وَمَا لَكُمۡ أَلَّا تُنفِقُواْ فِي سَبِيلِ ٱللَّهِ وَلِلَّهِ مِيرَٰثُ ٱلسَّمَٰوَٰتِ وَٱلۡأَرۡضِۚ لَا يَسۡتَوِي مِنكُم مَّنۡ أَنفَقَ مِن قَبۡلِ ٱلۡفَتۡحِ وَقَٰتَلَۚ أُوْلَٰٓئِكَ أَعۡظَمُ دَرَجَةٗ مِّنَ ٱلَّذِينَ أَنفَقُواْ مِنۢ بَعۡدُ وَقَٰتَلُواْۚ وَكُلّٗا وَعَدَ ٱللَّهُ ٱلۡحُسۡنَىٰۚ وَٱللَّهُ بِمَا تَعۡمَلُونَ خَبِيرٞ مَّن ذَا ٱلَّذِي يُقۡرِضُ ٱللَّهَ قَرۡضًا حَسَنٗا فَيُضَٰعِفَهُۥ لَهُۥ وَلَهُۥٓ أَجۡرٞ كَرِيمٞ

Terjemahnya:

Dan mengapa kamu tidak menafkahkan (sebagian hartamu) pada jalan Allah, padahal Allah-lah yang mempusakai (mempunyai) langit dan bumi? Tidak sama di antara kamu orang yang menafkahkan (hartanya) dan berperang sebelum penaklukan (Mekah). Mereka lebih tingi derajatnya daripada orang-orang yang menafkahkan (hartanya) dan berperang sesudah itu.

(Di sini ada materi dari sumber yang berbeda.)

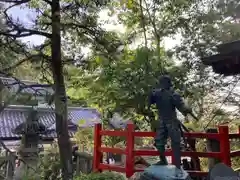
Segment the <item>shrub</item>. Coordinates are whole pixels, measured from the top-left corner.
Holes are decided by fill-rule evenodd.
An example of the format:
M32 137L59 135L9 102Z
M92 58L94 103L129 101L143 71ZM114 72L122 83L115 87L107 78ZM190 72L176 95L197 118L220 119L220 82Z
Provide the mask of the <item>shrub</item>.
M119 173L103 172L103 173L91 173L81 174L74 180L125 180L124 176Z

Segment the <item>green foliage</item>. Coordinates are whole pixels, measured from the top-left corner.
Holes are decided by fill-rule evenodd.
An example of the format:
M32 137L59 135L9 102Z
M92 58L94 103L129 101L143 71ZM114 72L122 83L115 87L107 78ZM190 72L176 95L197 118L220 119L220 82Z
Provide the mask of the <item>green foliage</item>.
M103 173L91 173L91 174L81 174L74 180L125 180L125 178L118 173L113 172L103 172Z
M87 151L88 153L93 152L93 128L79 129L74 135L74 138L79 147L84 146L85 151Z

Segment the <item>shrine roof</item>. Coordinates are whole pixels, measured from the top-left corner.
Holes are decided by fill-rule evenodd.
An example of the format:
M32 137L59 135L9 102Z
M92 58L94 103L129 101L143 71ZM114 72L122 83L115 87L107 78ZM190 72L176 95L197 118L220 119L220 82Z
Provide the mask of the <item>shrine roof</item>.
M19 124L25 122L31 106L9 106L0 113L0 138L2 140L18 140L20 135L14 134L15 129ZM42 139L56 138L55 130L55 113L54 109L40 107L37 109L39 122L48 129L47 133L42 136ZM73 125L78 127L92 127L100 122L100 114L96 109L68 107L69 135L73 136L76 130L72 129Z
M46 94L53 94L53 89L48 84L39 84L33 81L27 81L27 80L21 80L20 82L18 82L14 78L6 78L6 77L0 77L0 80L2 81L4 86L7 87L13 93L16 93L19 87L21 86L20 83L23 83L24 85L27 85L27 86L28 85L29 86L35 85L35 86L24 88L21 91L21 93L36 94L39 96L45 96ZM36 85L39 85L39 87L36 87Z
M240 40L217 46L218 54L204 57L203 64L212 66L213 71L224 75L240 73Z

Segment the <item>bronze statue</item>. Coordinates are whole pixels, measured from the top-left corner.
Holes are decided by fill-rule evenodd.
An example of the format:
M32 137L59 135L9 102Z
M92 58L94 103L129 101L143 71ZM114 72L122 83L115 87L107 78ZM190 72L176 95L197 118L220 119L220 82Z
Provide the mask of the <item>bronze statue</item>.
M152 104L156 104L158 109L158 127L156 127L155 145L160 152L160 161L156 165L167 165L167 159L164 155L167 138L171 138L171 146L174 154L174 165L181 168L181 132L180 121L177 119L176 109L184 116L188 113L192 114L192 110L188 108L182 97L172 90L172 81L169 76L161 76L159 79L159 87L152 91L149 98L148 109Z

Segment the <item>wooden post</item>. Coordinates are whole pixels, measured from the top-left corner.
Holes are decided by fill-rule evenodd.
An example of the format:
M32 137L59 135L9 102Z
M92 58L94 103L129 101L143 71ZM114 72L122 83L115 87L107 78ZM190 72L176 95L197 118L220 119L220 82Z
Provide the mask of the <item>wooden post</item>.
M219 126L221 160L231 167L228 126Z
M216 128L207 129L206 133L218 133ZM208 152L220 152L219 140L208 138L207 139L207 151ZM214 165L219 163L219 159L208 158L208 170L212 169Z
M76 162L76 175L80 175L80 156L77 156L77 162Z
M134 174L134 124L129 122L127 125L126 137L126 177L130 178Z
M6 156L7 157L7 156ZM14 176L14 169L15 169L15 154L10 152L8 154L8 162L7 162L7 172L6 172L6 179L12 180Z
M99 151L101 147L101 135L102 130L101 124L96 124L94 127L94 152L93 152L93 171L100 172L99 164L102 162L102 152Z

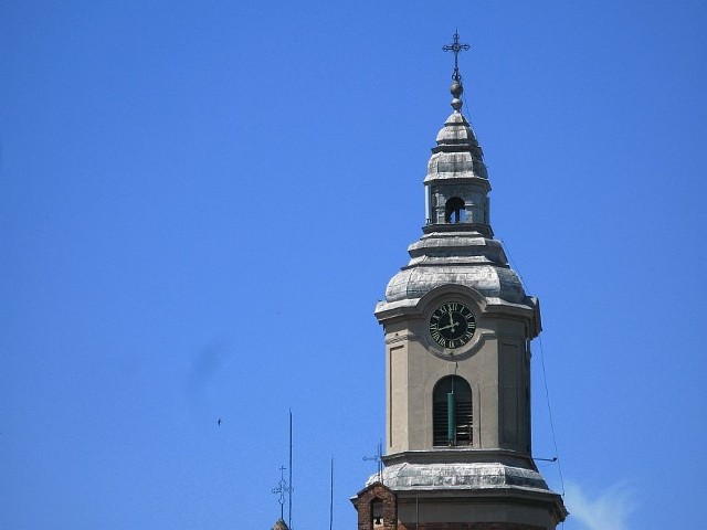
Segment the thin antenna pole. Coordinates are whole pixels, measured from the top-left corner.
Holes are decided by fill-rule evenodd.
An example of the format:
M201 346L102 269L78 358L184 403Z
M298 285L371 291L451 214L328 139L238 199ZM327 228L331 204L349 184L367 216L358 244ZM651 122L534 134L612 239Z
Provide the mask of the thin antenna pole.
M289 409L289 494L287 502L287 527L292 529L292 409Z
M331 457L331 476L329 477L330 480L330 488L329 488L329 530L331 530L333 526L334 526L334 457Z

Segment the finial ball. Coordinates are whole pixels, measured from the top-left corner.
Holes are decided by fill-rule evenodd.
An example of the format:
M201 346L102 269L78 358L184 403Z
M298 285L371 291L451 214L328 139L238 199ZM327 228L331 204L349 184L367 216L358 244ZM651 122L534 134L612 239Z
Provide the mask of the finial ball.
M464 87L462 86L462 83L455 80L454 83L452 83L450 92L455 98L458 98L462 96L462 93L464 93Z

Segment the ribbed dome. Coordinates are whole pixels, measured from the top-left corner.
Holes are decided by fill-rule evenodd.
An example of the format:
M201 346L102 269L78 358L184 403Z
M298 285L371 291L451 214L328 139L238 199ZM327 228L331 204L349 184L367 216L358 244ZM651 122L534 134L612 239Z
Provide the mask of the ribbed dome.
M425 182L437 179L488 179L484 153L466 118L455 110L436 137Z
M524 304L518 275L500 242L478 232L431 233L408 248L411 259L388 283L386 301L419 299L435 287L457 284L510 304Z
M289 529L287 528L287 523L285 523L285 521L283 521L282 519L277 519L277 522L275 522L273 530L289 530Z

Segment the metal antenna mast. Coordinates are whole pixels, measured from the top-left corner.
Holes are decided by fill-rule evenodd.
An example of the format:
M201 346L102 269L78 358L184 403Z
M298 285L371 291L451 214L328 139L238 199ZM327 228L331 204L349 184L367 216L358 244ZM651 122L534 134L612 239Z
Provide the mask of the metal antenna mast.
M277 483L277 487L273 488L273 494L277 495L277 502L279 502L279 518L282 520L285 520L285 494L292 492L292 488L287 486L287 480L285 480L285 466L279 466L279 483Z
M378 447L376 448L376 456L365 456L365 460L376 460L378 463L378 481L382 484L383 481L383 443L378 442Z
M289 488L287 489L287 528L292 530L292 409L289 410Z

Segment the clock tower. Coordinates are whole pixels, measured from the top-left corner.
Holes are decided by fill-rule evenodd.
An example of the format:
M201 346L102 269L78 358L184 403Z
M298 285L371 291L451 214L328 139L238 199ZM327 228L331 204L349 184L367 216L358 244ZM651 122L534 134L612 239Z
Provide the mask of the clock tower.
M567 517L530 443L530 341L540 307L489 222L490 183L453 112L424 179L425 225L376 317L386 337L386 455L355 497L359 530L548 530Z

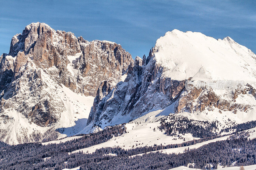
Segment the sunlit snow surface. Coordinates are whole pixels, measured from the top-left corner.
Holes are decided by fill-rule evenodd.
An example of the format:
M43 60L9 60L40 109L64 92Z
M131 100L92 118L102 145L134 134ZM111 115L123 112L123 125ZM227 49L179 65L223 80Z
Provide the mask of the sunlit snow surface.
M154 49L163 76L173 80L256 82L256 55L228 37L216 40L175 29L158 39Z

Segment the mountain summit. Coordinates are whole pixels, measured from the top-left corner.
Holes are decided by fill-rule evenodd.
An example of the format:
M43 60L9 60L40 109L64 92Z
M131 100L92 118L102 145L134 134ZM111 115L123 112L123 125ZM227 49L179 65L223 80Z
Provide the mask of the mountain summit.
M0 60L0 138L10 144L170 113L256 120L256 55L228 37L174 30L134 60L115 43L38 22L13 36Z
M134 62L120 45L39 22L14 35L0 60L0 138L14 144L58 137L75 121L85 124L101 82L114 81Z
M147 58L135 60L122 81L97 94L83 131L163 109L167 115L199 114L210 122L227 115L235 122L255 120L256 59L251 50L228 37L167 32ZM186 88L188 82L193 86Z

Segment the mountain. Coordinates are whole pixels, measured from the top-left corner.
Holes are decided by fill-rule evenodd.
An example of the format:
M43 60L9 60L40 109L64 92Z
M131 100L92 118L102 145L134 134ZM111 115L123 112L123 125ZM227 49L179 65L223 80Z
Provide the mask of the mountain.
M11 144L76 134L101 82L134 63L120 45L39 22L14 35L0 60L0 138Z
M170 113L256 120L256 59L229 37L174 30L133 60L115 43L32 23L0 58L0 138L45 141Z
M82 132L163 109L146 121L173 113L210 122L256 120L255 68L256 55L229 37L167 32L116 85L101 85Z

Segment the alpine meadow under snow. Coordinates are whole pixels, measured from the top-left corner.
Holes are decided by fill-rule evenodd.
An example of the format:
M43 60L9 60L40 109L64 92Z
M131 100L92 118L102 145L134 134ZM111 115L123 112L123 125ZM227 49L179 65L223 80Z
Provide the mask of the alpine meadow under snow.
M256 55L176 29L149 49L134 60L39 22L14 36L0 57L0 169L255 169Z

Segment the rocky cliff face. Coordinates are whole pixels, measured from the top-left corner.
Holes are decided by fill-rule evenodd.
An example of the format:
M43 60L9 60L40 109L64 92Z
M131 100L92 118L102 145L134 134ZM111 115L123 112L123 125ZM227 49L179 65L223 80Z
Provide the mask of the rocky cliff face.
M120 45L89 42L39 23L31 24L22 34L15 35L9 53L0 60L0 115L12 117L9 122L0 118L0 129L4 131L19 122L11 115L16 112L37 127L58 124L63 113L70 112L61 94L64 86L75 93L95 96L102 82L118 78L134 62ZM29 136L30 130L23 127L24 134L12 137ZM1 138L9 142L10 133L1 133ZM33 139L19 142L30 140Z
M147 58L136 58L123 80L99 89L87 126L128 122L171 105L170 113L249 115L256 110L256 59L229 37L168 32Z

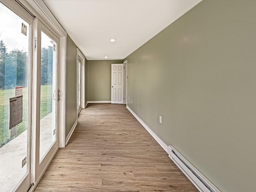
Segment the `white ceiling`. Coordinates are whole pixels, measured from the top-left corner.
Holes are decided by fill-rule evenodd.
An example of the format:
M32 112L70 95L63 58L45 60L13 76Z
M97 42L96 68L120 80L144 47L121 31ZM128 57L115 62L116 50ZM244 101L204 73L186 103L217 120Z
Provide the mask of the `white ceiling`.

Allah menjanjikan kepada masing-masing mereka (balasan) yang lebih baik. Dan Allah mengetahui apa yang kamu kerjakan. Siapakah yang mau meminjamkan kepada Allah pinjaman yang baik, maka Allah akan melipat-gandakan (balasan) pinjaman itu untuknya, dan dia akan memperoleh pahala yang banyak.

Intisari ayat ini menganjurkan infak dan mengecam mereka yang kikir yang dimaknai dari pernyataan Allah swt “mengapa kamu…” apa yang terjadi pada diri kamu serta apa yang dalih yang dapat kamu ajukan sehingga kamu “tidak menginfakkan Sebagian harta kamu pada jalan Allah padahal milik Allah semata-mata warisan langit dan bumi serta isinya.

Q.S. al-Baqarah (2) ayat: 177:

Bukanlah menghadapkan wajahmu ke arah timur dan barat itu suatu kebajikan, akan tetapi sesungguhnya kebajikan itu ialah beriman kepada Allah, hari kemudian, malaikat-malaikat, kitab-kitab, nabi-nabi dan memberikan harta yang dicintainya kepada kerabatnya, anak-anak yatim, orang-orang miskin, musafir (yang memerlukan pertolongan) dan orang-orang yang meminta-minta; dan (memerdekakan) hamba sahaya, mendirikan shalat, dan menunaikan zakat; dan orang-orang yang menepati janjinya apabila ia berjanji, dan orang-orang yang sabar dalam kesempitan, penderitaan dan dalam peperangan. Mereka itulah orang-orang yang benar (imannya); dan mereka itulah orang-orang yang bertakwa.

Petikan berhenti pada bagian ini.